For important but irregular things, take one area every month and create a system. Maybe it's putting instruction manuals into labelled folders, or designating a drawer for passports. Within a few months you'll know where everything goes, so you can store and find anything quickly.
2. Taking too long over small decisions
Ever procrastinated over a £2 birthday card or what kind of vinegar to buy? Agonised over over whether to have chicken or sausages for supper, or 15 different kinds of subtly different travel insurance? If so, you've almost certainly wasted time on something where the result didn't justify it.
A big reason we find making decisions hard is being tired or overwhelmed. Put too much stress on the brain, and it refuses to play ball.
How to fix it
Notice the kind of decisions that you struggle with, and the time of day. For instance, if you're delaying all your important decisions about your home life until the evening, it's not surprising if you're going round in circles. Try setting aside some time at lunchtime, or get up earlier one day a week, and work through anything you need to make tricky decisions about.
In addition, remind yourself that marketers deliberately make you feel that a wrong decision has huge implications. It doesn't, usually. Try to work out what you need from something, and settle on something that does the job, rather than the best of all possible options. If that feels fundamentally odd to you, here are a few ideas on what's going on.
If this is you, you'll find more ideas here to reduce your stress levels by making better decisions.
3. You don't have the right kit
Improvising might be great when you're stuck in the outback, but in daily life it's just a time-eater. It takes a lot longer to chop vegetables with a blunt knife, right? And even then, it's difficult to get the result you want. But it's easy not to notice how much time you're losing until you get that sharp knife or a food processor, when you suddenly realise how much quicker and easier food preparation is.
How to fix it
Observe yourself going through the day, and notice where you're losing time by not being able to do something efficiently. Maybe it's not having enough file dividers for you to find things easily, or a broken shoe-lace that keeps getting tangled. Are you wasting time sorting white and coloured laundry when two baskets would mean it was already done, or would new razor save you time in the morning? It might be more subtle: if you're getting knee problems from using old trainers for your morning run, make new ones a priority, and avoid the time and expense of sorting out joint problems.

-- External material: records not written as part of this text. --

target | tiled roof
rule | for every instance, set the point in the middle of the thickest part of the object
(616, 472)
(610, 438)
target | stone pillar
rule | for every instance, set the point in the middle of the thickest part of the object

Lots of fixes are small and cheap, and you'll get the benefits immediately. If it's a bigger thing, put it on your wish-list, for when people ask you what you'd like for a present, or to save up for.
Once you start becoming aware of where your truly dead time is, you'll probably get more frustrated about it. But if you can convert that frustration into motivation to change the way you organise things, you'll start finding you have hours more than you ever realised to use for the things that make your life better, and you healthier and happier.